Hall leads one of several research teams involved in Genomics-Based Forest Health Diagnostics and Monitoring, a new $4.2 million project funded by Genome British Columbia and Genome Canada. Stelvia Matos, an adjunct professor, and Vernon Bachor, a sessional lecturer, in SFU’s Beedie School of Business are on Hall’s team.

The project will use genomics to develop a DNA-based diagnostic test to detect and monitor pests that do $2 billion worth of damage to Canada’s forests annually.

Government and forest industry scientists and policy makers have been pushing for better ways of diagnosing forest pests for years because the conventional method of visual inspection can’t catch many microscopic pathogens.

Hall, an expert on radical technology development and sustainable development innovation, and his team will examine current public policies and societal issues around the use genomics in forestry management.

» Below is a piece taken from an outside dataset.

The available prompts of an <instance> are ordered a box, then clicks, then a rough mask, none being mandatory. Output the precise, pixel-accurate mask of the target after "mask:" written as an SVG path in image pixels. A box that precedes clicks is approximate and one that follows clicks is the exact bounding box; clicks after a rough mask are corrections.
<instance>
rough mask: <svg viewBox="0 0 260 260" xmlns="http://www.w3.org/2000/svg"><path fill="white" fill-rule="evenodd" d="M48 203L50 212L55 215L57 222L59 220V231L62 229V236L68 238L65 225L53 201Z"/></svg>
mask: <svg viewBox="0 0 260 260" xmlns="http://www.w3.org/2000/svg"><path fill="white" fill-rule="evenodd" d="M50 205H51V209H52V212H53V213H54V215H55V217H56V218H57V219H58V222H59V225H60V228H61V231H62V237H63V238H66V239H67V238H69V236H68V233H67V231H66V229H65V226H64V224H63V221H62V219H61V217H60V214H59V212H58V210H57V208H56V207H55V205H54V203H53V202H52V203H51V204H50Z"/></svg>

The SFU team will also recommend commercial opportunities for outcomes of the research.

“In addition to overcoming technological hurdles, successful innovation also includes understanding the often complex interactions among commercial, organizational and social issues,” says Hall. “Understanding such issues is especially useful at early phases, when there are greater options in how the technology can be developed.

“Our role is to provide scientists with early knowledge about the way technology can be developed to make it more commercially attractive to users. We also help technology developers realize benefits from their investment and avoid detrimental social impacts and/or controversies that could hinder its diffusion.”

Richard Hamelin, senior research scientist at Natural Resources Canada, will lead the development of DNA-based diagnostic testing that is expected to generate annual economic benefits in the tens of millions of dollars. The testing will aim to stop potentially detrimental pathogens from spreading through forests and assist the forest and nursery industries with plant and product certification.